Baseline healthcare resources, prior medications, and comorbid conditions were evaluated over the 12 months prior to initiation.
The p‐values based on chi‐square tests for binary variables and t‐tests for continuous variables.
Using the pre‐treatment variables in Table 1, 1500 clusters were formed in X‐space (six of the 13,673 patients were excluded from cluster analyses because of missing X‐values). Two hundred and eighty clusters containing 673 patients (540 DLX patients and 133 VLX patients) were found to be non‐informative and were discarded from the analysis. As a whole, the excluded group tended to have more comorbidities with greater resource use and costs than the population remaining in the analysis. These discarded patients had a mean persistence of 153.6 days (153.1 days for 540 DLX patients and 155.8 days for 133 VLX patients). The distribution of the LTDs from 12,994 patients within the 1220 informative clusters is shown in Figure 1. Each patient within an informative cluster is assigned the LTD value for his/her cluster. It is apparent that there are a substantial number of patients with counterfactual treatment difference estimates favoring each treatment. In fact, roughly 46% of the observed LTDs are negative, favoring VLX, while 53% are positive, favoring DLX.
Figure 1.

Distribution of local treatment differences (days of persistence). The local treatment differences (in days) are the observed mean cohort differences within informative clusters. Each informative cluster (N = 1220) produces a single value in the histogram, regardless of the number of patients within the cluster. Positive values indicate longer persistence with duloxetine relative to venlafaxine.

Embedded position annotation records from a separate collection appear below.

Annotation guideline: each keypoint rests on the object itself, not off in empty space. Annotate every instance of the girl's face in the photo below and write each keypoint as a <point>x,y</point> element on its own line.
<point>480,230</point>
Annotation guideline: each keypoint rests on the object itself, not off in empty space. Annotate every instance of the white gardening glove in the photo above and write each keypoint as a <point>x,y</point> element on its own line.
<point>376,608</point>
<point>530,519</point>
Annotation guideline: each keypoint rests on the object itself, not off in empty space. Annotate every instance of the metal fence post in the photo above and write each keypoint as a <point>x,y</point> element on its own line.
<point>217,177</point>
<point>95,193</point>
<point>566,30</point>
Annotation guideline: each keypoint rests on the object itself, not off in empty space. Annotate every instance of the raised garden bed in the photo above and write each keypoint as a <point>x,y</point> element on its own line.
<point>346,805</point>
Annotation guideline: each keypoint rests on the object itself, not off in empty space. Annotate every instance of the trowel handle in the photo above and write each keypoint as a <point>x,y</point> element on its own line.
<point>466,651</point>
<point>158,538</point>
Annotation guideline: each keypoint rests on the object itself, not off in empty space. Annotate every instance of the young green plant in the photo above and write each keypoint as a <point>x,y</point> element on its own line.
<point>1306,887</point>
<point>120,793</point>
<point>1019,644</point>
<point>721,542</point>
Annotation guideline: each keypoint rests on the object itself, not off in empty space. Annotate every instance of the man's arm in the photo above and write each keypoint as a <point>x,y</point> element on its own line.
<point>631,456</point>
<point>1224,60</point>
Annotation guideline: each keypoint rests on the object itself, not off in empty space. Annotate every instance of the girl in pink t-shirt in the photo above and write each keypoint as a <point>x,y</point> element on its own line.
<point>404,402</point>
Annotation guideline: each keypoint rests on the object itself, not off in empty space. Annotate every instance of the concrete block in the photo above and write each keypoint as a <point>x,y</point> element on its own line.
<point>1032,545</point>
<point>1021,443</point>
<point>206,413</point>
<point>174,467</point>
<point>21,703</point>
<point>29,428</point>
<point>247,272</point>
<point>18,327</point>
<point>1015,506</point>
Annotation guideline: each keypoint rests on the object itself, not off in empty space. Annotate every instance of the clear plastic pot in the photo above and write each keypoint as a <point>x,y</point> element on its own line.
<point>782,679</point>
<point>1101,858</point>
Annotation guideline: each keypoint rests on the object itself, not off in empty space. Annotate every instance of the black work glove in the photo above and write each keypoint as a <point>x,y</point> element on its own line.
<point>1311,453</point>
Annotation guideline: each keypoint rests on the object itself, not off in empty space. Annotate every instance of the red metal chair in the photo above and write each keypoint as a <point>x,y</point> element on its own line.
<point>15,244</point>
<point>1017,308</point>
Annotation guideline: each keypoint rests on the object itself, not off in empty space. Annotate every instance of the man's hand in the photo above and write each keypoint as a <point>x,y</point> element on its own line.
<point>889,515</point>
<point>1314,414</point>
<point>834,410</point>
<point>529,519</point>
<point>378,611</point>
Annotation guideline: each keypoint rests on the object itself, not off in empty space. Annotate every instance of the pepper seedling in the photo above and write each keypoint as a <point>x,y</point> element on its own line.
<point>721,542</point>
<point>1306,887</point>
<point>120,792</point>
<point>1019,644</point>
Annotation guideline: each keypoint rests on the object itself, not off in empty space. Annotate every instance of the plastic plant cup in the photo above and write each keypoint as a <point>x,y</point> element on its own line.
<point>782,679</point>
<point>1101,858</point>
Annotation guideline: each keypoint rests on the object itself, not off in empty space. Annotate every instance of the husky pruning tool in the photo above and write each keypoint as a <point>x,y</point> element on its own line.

Figure 2 displays the pruned regression tree for predicting counterfactual treatment differences. The initial node represents the full sample (among informative clusters) of 12,994 patients, and the overall mean treatment difference in persistence of +7.65 days (positive values indicate longer duration for DLX). The follow‐up nodes indicate that the estimated treatment difference is over two weeks favoring DLX for patients with higher baseline drug costs (indicating greater intensity/duration of prior treatment and/or treatment for other comorbidities) or for older aged (>56 years) patients. Conversely, treatment differences were small for younger patients without high prior costs. The permutation test indicated the maximum differences were unlikely under the null scenario (p < 0.001). The variable importance statistic indicated that baseline total costs, baseline drug costs, and age were the key splitting variables. Due to the high correlation between overall cost and drug costs variables (r = +0.66), only one cost appears in the final model.
Figure 2.

Classification and regression tree analysis of treatment differences in days of medication persistence. Pruned CART tree: outcome measure is the counterfactual treatment difference in days of treatment (persistence) for each patient. The “Average” represents the mean of the counterfactual treatment differences for all patients in the node. A positive value indicates longer persistence with duloxetine relative to venlafaxine. BDRUGCOST = Prior (to initiation of duloxetine or venlafaxine) six‐month medication‐related healthcare costs.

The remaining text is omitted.